El año 1926 señaló el comienzo de la gran epopeya mística, noble y
santa, por la que numerosas per-sonas, a veces insignificantes, se convirtieron
en héroes. La desigualdad de los dos bandos era enorme. De un lado, las fuerzas
militares del Gobierno, perfectamente equipadas, que formaban el ejército de la
Nación, con sus jefes y oficiales, debidamente entrenados. Del otro, grupos
diversos de ciudadanos de toda condición, incluso mujeres y niños, por lo
general ajenos a la milicia, carentes casi totalmente de elementos materiales y
de pertrechos de guerra, pero animados de un coraje a toda prueba.

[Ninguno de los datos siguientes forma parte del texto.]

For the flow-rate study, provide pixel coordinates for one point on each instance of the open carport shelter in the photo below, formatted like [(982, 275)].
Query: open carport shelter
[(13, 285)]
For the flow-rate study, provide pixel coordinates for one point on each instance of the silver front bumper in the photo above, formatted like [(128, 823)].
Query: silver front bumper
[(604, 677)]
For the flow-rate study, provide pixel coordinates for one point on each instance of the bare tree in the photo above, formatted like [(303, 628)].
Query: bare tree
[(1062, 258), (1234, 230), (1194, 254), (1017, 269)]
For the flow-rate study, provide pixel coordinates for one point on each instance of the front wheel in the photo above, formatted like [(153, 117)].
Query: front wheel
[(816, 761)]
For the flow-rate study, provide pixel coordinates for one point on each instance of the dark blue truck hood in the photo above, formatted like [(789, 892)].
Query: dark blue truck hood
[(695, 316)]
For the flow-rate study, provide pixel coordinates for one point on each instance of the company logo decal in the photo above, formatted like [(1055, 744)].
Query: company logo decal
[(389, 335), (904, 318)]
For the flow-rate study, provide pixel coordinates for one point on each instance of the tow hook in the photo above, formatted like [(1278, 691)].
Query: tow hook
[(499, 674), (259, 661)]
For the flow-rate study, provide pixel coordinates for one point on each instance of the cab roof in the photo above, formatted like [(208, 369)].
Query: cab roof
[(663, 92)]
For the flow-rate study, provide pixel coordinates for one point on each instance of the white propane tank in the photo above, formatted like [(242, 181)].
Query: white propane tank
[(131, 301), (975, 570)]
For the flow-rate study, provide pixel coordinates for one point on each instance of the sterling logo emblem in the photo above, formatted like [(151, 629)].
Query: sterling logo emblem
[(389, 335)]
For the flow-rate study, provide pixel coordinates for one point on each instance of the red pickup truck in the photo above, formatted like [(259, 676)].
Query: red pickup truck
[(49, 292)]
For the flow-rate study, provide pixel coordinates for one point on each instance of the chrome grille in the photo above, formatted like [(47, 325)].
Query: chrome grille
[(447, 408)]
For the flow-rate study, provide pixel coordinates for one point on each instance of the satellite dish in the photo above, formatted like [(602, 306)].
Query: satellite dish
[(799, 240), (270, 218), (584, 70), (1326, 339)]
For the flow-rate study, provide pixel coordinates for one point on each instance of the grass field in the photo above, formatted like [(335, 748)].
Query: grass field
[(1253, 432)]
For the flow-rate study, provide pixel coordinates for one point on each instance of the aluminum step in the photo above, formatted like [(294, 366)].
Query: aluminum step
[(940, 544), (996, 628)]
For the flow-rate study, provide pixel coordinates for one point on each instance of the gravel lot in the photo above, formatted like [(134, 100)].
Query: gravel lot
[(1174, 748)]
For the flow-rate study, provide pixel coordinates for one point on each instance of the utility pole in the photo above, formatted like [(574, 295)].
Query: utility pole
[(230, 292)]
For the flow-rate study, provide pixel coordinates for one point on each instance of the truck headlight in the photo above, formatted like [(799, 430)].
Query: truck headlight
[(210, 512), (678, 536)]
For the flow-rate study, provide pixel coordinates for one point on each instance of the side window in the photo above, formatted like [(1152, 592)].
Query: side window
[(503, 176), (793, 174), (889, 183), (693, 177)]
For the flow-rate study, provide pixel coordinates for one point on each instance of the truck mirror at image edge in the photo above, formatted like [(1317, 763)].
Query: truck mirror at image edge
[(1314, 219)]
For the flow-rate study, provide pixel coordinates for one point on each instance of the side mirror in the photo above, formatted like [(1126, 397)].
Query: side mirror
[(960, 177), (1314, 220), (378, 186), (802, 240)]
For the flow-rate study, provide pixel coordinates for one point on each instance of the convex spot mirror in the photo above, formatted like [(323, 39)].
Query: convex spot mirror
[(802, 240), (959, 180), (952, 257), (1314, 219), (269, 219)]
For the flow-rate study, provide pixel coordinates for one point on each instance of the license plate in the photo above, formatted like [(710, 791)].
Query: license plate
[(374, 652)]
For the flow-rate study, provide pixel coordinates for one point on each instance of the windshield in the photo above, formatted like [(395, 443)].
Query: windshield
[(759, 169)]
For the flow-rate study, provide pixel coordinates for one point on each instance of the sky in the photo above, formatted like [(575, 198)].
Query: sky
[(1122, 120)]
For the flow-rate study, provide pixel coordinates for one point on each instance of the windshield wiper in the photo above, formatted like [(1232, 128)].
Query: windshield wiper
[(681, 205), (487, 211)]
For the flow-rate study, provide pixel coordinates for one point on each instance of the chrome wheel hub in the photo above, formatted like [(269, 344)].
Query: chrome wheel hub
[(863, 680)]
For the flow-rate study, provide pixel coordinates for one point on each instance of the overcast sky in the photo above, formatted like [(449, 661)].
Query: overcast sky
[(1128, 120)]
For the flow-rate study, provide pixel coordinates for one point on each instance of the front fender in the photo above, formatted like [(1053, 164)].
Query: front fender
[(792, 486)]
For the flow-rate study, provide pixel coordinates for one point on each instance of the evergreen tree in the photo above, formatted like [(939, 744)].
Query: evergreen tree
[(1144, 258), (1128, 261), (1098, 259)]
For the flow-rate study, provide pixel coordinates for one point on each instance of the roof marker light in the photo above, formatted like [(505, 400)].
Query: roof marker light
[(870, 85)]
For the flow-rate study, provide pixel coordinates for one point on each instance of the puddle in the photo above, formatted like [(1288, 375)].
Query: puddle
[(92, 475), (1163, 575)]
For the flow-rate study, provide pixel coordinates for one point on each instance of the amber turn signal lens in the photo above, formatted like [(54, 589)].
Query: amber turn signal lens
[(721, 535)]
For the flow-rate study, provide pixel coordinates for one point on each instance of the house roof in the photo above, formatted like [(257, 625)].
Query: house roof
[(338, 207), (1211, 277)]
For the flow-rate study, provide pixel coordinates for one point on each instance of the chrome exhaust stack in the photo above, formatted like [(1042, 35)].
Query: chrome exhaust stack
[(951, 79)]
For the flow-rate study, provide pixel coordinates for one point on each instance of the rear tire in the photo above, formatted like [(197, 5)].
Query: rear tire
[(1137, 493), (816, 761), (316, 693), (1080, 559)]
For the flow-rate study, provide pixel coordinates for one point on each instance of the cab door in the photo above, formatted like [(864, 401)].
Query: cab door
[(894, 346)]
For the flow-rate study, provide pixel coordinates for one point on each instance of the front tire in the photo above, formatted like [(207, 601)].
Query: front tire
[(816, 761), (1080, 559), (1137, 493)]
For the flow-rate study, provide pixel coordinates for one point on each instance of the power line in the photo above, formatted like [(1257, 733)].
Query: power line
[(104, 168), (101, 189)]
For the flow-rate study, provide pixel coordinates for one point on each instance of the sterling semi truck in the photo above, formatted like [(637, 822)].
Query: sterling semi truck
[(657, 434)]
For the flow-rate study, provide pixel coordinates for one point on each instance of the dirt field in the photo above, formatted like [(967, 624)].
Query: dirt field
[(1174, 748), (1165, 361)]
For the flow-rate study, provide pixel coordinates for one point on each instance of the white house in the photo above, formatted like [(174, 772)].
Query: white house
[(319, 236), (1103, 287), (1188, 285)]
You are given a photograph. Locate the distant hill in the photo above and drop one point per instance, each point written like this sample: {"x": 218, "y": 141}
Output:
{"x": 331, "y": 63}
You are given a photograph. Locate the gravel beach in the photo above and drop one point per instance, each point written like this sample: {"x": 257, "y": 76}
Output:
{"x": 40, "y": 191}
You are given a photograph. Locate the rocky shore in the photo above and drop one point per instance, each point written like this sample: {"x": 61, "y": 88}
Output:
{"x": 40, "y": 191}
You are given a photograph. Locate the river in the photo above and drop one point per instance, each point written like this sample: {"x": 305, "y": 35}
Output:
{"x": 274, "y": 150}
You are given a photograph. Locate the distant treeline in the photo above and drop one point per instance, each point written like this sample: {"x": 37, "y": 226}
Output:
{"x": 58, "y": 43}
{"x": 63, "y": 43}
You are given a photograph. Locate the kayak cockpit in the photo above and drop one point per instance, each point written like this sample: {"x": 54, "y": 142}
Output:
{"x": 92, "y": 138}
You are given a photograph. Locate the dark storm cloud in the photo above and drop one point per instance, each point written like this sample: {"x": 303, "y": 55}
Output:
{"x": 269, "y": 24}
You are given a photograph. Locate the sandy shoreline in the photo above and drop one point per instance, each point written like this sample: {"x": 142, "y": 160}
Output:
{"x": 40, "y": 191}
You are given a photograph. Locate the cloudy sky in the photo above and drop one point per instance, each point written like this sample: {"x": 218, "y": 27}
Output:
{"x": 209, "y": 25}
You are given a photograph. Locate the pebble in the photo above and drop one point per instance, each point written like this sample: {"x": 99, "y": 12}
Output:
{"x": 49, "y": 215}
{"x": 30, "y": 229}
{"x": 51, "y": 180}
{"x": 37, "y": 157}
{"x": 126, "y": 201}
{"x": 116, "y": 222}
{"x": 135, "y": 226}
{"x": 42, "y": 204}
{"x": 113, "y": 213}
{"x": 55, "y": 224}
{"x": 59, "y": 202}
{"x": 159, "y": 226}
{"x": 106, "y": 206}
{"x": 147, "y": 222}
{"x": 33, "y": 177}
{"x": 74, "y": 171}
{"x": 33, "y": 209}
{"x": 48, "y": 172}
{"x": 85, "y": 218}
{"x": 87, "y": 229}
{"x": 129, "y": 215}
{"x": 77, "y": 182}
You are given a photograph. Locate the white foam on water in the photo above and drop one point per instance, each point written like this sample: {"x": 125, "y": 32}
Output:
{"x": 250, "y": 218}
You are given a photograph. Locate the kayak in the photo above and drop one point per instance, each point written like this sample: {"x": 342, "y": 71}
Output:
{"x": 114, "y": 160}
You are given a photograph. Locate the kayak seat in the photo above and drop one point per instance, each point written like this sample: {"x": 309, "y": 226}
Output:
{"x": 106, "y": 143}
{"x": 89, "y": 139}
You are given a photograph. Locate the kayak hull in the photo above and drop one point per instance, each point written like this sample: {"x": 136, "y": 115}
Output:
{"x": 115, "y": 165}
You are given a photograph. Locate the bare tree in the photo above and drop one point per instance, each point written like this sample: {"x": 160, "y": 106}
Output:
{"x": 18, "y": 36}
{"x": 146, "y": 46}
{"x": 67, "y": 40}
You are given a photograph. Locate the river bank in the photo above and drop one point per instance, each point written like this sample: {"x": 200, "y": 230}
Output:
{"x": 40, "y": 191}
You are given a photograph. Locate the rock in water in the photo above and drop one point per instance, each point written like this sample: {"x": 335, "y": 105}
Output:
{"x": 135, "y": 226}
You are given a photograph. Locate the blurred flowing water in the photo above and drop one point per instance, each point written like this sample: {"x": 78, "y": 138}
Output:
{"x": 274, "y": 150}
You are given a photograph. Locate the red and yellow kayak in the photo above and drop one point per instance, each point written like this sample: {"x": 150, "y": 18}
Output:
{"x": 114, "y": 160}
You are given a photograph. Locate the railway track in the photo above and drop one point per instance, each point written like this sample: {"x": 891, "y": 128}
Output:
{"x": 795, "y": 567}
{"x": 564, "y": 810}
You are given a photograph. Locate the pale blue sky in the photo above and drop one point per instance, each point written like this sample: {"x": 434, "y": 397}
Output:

Para el lado gubernamental no faltó el apoyo del embajador de los
Estados Unidos, el protestante y maquiavélico Dwight Morrow, íntimo amigo de
Calles, quien logró un completo apoyo moral y militar del gobierno de los
Estados Unidos a los perseguidores mexicanos, haciendo que se controlara con
celosa vigilancia todos los movimientos de la frontera para que ni el más
mínimo apoyo pudiera llegar a manos de los cristeros. Más aún, aquel país
proveyó al ejército mexicano de bombarderos y de cazas Bristol, que operaban
desde Texas, con pilotos norteamericanos. A esto debe agregarse la gran propaganda
de Calles, expresamente apoyada por influencias masónicas y protestantes, y la
conspiración de silencio casi total en los países extranjeros. El mismo
arzobispo de Baltimore, Mons. Miguel L. Curley, reconocía la responsabilidad de
sus compatriotas, incluidos muchos católicos, en los sucesos de esta guerra. «Las
ametralladoras que se volvieron contra el clero y pueblo de San Luis Potosí,
hace unas cuantas semanas, eran ametralladoras norteamericanas… Nosotros,
mediante nuestro gobierno, armamos a los bandidos asalariados de Calles… Si
Washington quisiera únicamente dejar solo a México e interrumpiera la desleal
ayuda al presente régimen bolchevique, Calles y su pandilla no durarían ni un
mes». «Los enviados del régimen –prosigue el Obispo– son
bien recibidos en Estados Unidos y pueden volver diciendo: “Ya lo había dicho
yo: el Tío Sam está con nosotros; podemos continuar nuestra obra de destrucción
del catolicismo”».
Excedería los marcos de la presente semblanza declarar las alternativas
de esta guerra que duró tres años. Destaquemos, eso sí, el derroche de bravura
de que hizo gala el pueblo católico mexicano. ¡Cuántos ejemplos conmovedores,
de hombres que lograron ensamblar en un solo heroísmo los dos más grandes
amores del alma, ofreciendo su sangre al Dios del cielo y a la Patria de la
tierra! Todo el pueblo católico no formó entonces sino un solo cuerpo, los que
estaban en los montes y los que permanecían en los pueblos. Desde Guadalajara,
zona ocupada por el enemigo, se colaboraba buscando y enviando municiones. Por
ejemplo, un obrero que trabajaba en una fábrica de cemento, introducía en la
bolsa de cemento paquetes de cartuchos para el frente, sin sospecha de nadie;
un humilde verdulero ocultaba municiones en canastos, que luego llevaba en
canoa hasta donde estaban los cristeros. Tuvieron también su parte las mujeres,
sobre todo las que integraban las brigadas femeninas Santa Juana de Arco,
verdaderas heroínas que iban y venían, en tren, en camiones de carga, o a lomo
de mula, ocultando las municiones bajo sus vestidos, en chalecos que eran como
camisas fruncidas para que se formaran multitud de pliegues donde se mantenían
los cartuchos, de 500 a 700 por joven, con el fin de proveer a los soldados de
Cristo. En caso de ser descubiertas, era la muerte.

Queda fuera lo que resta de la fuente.